🤖 AI Summary
This work addresses the vulnerability of large language models (LLMs) in medical question answering to misleading contextual cues, which can lead to unsafe deviations from correct clinical judgment. Introducing the novel concept of “cognitive resilience,” the study presents MedMisBench—a benchmark featuring adversarially crafted misleading contexts, including authoritative false statements and exception contamination—to evaluate model robustness across dimensions of medical reasoning, agent capabilities, and patient journey simulation.
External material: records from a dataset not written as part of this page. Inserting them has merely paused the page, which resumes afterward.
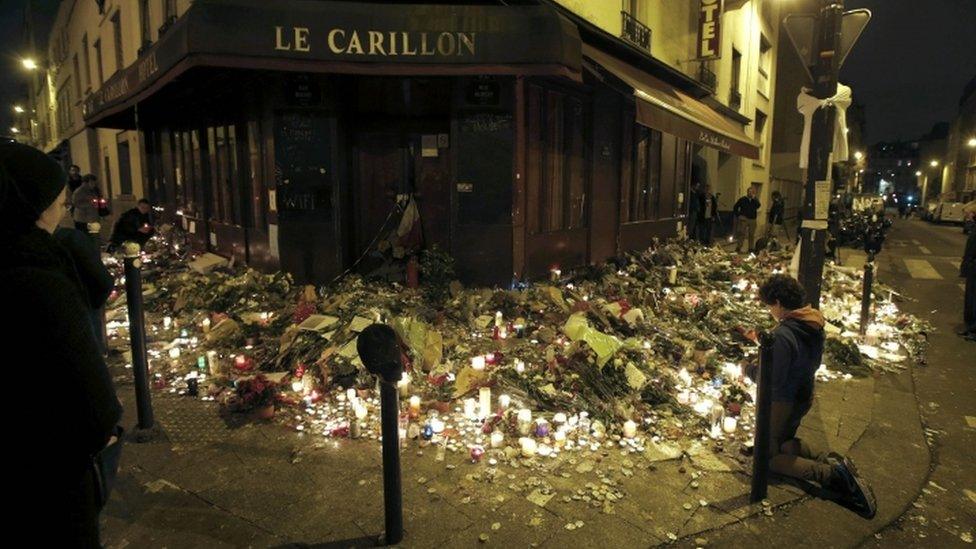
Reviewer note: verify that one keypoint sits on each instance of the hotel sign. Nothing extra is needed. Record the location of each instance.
(710, 29)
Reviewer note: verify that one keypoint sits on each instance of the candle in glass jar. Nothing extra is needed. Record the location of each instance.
(484, 401)
(469, 408)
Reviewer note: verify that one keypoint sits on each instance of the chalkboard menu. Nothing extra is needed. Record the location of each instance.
(484, 184)
(303, 150)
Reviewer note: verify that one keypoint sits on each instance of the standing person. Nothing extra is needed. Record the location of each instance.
(74, 178)
(694, 206)
(70, 432)
(95, 278)
(134, 225)
(797, 352)
(707, 214)
(774, 219)
(745, 212)
(84, 203)
(967, 269)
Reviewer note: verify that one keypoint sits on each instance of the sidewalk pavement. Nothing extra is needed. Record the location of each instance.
(215, 482)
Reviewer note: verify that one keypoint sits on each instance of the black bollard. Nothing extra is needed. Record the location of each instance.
(380, 352)
(866, 293)
(764, 390)
(137, 336)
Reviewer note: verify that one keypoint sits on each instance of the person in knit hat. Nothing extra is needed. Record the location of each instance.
(61, 389)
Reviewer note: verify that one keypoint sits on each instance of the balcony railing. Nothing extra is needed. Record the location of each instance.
(735, 99)
(707, 77)
(635, 32)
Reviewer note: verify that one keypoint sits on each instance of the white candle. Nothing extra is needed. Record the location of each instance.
(559, 439)
(497, 439)
(484, 401)
(524, 421)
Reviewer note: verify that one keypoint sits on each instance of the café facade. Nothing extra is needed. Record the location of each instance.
(285, 134)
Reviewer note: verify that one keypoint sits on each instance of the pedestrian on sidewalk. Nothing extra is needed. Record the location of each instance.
(707, 214)
(967, 269)
(69, 406)
(85, 203)
(97, 281)
(797, 352)
(745, 212)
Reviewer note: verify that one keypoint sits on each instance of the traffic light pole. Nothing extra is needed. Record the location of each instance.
(813, 233)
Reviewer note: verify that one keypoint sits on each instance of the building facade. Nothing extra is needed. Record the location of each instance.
(527, 134)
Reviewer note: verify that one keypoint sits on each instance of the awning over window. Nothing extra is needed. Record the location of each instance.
(346, 37)
(662, 107)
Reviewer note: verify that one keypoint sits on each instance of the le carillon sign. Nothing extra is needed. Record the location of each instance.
(347, 37)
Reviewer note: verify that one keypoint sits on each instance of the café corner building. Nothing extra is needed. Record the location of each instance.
(285, 133)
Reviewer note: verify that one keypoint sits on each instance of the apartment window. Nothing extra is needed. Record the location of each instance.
(642, 193)
(555, 175)
(117, 38)
(144, 23)
(735, 97)
(760, 134)
(77, 76)
(97, 46)
(87, 56)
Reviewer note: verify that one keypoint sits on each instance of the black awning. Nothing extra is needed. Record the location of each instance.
(346, 37)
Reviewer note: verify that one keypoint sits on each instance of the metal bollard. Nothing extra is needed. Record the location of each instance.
(380, 352)
(137, 336)
(866, 293)
(760, 450)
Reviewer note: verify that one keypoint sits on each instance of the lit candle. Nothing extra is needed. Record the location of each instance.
(497, 439)
(524, 421)
(484, 400)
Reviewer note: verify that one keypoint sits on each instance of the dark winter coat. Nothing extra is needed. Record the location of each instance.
(59, 386)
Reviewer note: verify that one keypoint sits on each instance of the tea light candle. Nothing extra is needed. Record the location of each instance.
(524, 421)
(497, 439)
(484, 401)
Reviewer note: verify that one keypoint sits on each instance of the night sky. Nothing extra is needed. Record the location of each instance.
(908, 68)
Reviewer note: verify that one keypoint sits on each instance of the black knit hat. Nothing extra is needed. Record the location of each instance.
(30, 182)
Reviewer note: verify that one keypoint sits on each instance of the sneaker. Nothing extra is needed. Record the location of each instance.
(857, 494)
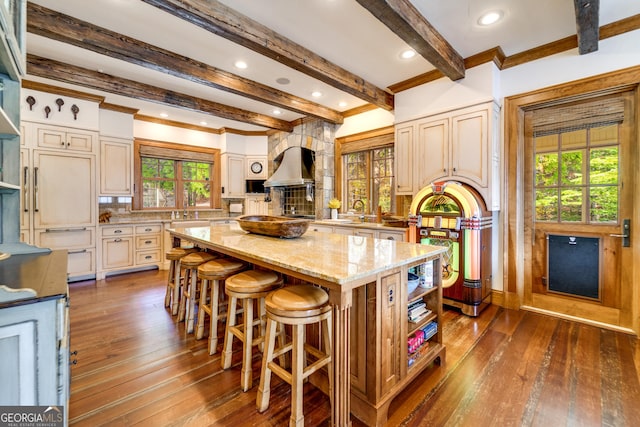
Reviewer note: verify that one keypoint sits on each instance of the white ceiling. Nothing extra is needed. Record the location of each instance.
(341, 31)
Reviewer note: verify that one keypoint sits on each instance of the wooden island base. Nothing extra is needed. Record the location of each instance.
(367, 280)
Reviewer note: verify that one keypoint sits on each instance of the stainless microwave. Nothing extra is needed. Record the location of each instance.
(254, 186)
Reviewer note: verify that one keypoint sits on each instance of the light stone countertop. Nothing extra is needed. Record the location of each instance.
(348, 223)
(328, 257)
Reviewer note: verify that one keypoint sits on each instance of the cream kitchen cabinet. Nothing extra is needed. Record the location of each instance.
(116, 167)
(58, 205)
(255, 205)
(126, 247)
(117, 247)
(233, 175)
(148, 244)
(460, 145)
(62, 138)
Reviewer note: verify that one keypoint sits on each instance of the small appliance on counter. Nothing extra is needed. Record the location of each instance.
(235, 209)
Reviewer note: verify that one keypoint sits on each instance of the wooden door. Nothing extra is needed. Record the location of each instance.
(595, 169)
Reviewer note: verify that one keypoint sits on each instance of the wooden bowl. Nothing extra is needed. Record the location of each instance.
(275, 226)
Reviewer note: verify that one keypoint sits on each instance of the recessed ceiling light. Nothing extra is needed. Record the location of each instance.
(490, 18)
(407, 54)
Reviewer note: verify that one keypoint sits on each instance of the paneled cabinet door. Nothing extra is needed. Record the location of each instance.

A clinical expert review protocol is integrated to assess potential harm. Experiments on 11 prominent LLMs reveal a sharp drop in accuracy from 71.1% to 38.0% under attack, with adversarial success rates reaching up to 69.5%. Notably, 38.2% of erroneous responses were rated by experts as posing serious potential clinical harm, exposing a critical blind spot in current evaluation frameworks.
📝 Abstract
Large language models (LLMs) now reach expert-level scores on medical licensing exams, encouraging the assumption that high scores imply safe medical judgment while patients increasingly use them for health advice. We show this assumption is fragile: when misleading context is injected into questions that LLMs originally answer correctly, they abandon the correct answer. We call the ability to maintain correct judgment under adversarial context epistemic resilience, and introduce MedMisBench to measure it. MedMisBench contains 10,932 medical question items and 48,889 misleading context-option pairs spanning medical reasoning, agentic capability, and patient-journey evaluation. Across 11 model configurations, mean accuracy falls from 71.1% on original questions to 38.0% under focused misleading context, with 51.5% attack success. The most damaging injections are formal, rule-like fabrications: authority-framed falsehoods reach 69.5% attack success and exception-poisoning claims reach 64.1%. A 14-member clinical panel from 7 countries identified serious potential harm in 38.2% of reviewed cases. MedMisBench exposes a structural blind spot in LLM evaluation in medical settings: existing benchmarks measure what models know, but not whether they preserve correct medical judgment under misleading context.